Stéphane VITU est architecte d’intérieur. L’Institut de l’École Chez Soi lui a délivré, le 18 mai 2009 à Boulogne, le diplôme de « Concepteur indépendant en architecture intérieure ». Il exerce depuis à Roujan, dans l’Hérault, sous l’enseigne PARALLEL, une activité de conception classée en activités spécialisées de design, et intervient en expertise dans l’Hérault, l’Aude, les Pyrénées-Orientales, le Tarn et l’Aveyron.
Avant l’expertise, il y a chez lui l’enseignement : douze années passées à former à l’architecture intérieure à Montpellier. Cela laisse des traces dans une façon de travailler. Un formateur ne se contente pas de savoir : il doit rendre le savoir démontrable, reprendre le raisonnement depuis le début, nommer chaque étape et accepter d’être contredit sur chacune.

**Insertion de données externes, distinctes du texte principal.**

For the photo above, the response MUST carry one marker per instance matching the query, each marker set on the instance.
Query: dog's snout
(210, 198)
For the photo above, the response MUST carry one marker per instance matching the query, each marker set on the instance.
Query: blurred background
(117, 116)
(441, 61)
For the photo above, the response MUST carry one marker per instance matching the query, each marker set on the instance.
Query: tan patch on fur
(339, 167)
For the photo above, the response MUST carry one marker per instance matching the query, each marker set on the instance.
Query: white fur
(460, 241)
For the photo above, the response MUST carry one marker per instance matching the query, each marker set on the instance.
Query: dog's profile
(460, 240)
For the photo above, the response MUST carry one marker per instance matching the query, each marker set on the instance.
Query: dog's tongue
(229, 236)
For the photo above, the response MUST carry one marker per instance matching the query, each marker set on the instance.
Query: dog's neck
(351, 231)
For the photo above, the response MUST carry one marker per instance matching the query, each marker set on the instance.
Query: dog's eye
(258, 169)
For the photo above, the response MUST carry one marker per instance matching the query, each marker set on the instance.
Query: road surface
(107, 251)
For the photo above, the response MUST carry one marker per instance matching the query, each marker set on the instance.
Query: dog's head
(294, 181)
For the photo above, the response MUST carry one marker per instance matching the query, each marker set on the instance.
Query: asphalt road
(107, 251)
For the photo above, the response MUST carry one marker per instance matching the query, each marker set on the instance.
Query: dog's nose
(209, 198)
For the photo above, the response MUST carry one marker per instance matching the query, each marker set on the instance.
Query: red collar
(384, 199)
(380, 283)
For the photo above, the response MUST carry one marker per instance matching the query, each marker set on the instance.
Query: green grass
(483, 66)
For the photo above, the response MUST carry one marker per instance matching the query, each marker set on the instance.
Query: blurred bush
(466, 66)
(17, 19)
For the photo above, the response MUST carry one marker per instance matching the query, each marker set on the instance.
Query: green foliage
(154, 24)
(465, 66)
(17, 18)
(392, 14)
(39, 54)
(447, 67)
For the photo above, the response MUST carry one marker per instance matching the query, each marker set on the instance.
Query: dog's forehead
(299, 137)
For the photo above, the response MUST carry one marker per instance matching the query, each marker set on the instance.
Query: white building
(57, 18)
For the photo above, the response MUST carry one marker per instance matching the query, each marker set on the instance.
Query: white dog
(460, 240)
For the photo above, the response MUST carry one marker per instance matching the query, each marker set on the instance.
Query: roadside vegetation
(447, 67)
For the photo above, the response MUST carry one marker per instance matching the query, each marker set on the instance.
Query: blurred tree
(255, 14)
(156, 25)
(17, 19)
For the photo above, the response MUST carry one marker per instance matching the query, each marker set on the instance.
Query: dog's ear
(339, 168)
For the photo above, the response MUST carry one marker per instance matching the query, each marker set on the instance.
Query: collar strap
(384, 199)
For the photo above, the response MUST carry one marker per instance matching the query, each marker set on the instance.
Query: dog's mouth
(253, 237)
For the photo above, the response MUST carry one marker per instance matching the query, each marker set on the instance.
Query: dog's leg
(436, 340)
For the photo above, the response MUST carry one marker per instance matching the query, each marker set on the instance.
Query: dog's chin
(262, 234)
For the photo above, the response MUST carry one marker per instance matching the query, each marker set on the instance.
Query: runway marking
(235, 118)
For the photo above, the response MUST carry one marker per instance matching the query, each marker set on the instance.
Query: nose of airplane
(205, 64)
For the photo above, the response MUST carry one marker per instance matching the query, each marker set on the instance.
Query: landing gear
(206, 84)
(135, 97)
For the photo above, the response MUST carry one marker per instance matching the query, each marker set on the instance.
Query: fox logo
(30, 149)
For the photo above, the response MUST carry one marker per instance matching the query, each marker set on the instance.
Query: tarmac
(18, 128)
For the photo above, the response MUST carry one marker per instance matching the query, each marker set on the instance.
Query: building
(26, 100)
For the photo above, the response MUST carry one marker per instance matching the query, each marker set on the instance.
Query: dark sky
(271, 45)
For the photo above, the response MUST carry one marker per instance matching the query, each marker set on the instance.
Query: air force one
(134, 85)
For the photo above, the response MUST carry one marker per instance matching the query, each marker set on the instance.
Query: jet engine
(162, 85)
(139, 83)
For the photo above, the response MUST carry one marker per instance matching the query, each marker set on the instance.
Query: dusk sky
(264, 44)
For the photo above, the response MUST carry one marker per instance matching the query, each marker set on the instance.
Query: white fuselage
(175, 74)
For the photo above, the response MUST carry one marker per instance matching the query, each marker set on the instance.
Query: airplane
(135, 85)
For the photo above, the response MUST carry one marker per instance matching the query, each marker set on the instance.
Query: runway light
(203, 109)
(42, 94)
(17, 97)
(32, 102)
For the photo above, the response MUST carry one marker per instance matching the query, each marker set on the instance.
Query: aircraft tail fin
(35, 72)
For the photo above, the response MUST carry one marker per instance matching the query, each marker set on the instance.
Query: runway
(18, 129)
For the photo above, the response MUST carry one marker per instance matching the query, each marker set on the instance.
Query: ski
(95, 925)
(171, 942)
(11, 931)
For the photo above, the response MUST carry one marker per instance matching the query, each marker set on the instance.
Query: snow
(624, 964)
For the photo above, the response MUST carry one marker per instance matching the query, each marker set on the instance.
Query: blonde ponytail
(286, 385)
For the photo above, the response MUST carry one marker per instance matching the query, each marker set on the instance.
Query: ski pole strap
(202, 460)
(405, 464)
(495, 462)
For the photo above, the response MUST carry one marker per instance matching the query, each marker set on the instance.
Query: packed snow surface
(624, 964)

Un rapport d’expertise obéit à la même exigence. Il ne vaut que par la chaîne qui relie le constat à la cause, et cette chaîne doit tenir devant quelqu’un qui n’était pas sur les lieux.
Sa formation le porte sur la conception tous corps d’état et sur le travail de bureau d’études : distribution des espaces, épaisseurs, supports, réservations, articulation entre le second œuvre et la structure qui le porte. Il travaille en conception assistée par ordinateur, sur AutoCAD et SketchUp, ce qui lui permet de redessiner un existant plutôt que de le décrire, et de mettre un désordre en géométrie — un plan coté, une coupe, un volume — lorsque la photographie ne suffit plus à le discuter.
Cette double culture, conception puis pédagogie, explique l’angle qu’il donne à ses expertises. Un concepteur qui a dessiné, chiffré et suivi des aménagements lit un désordre dans l’ordre où il s’est produit : ce que le plan prévoyait, ce qui a été exécuté, ce qui a été modifié en cours de chantier, et ce qui, à l’arrivée, se fissure, se décolle, se déforme ou ne ferme plus. C’est cette reconstitution, et non le seul constat visuel, qui permet d’attribuer une cause plutôt que de la supposer. Elle évite l’erreur la plus courante dans les désordres d’aménagement, qui consiste à imputer à la finition un défaut né bien avant elle, dans le support ou dans le choix de conception qui l’a imposé.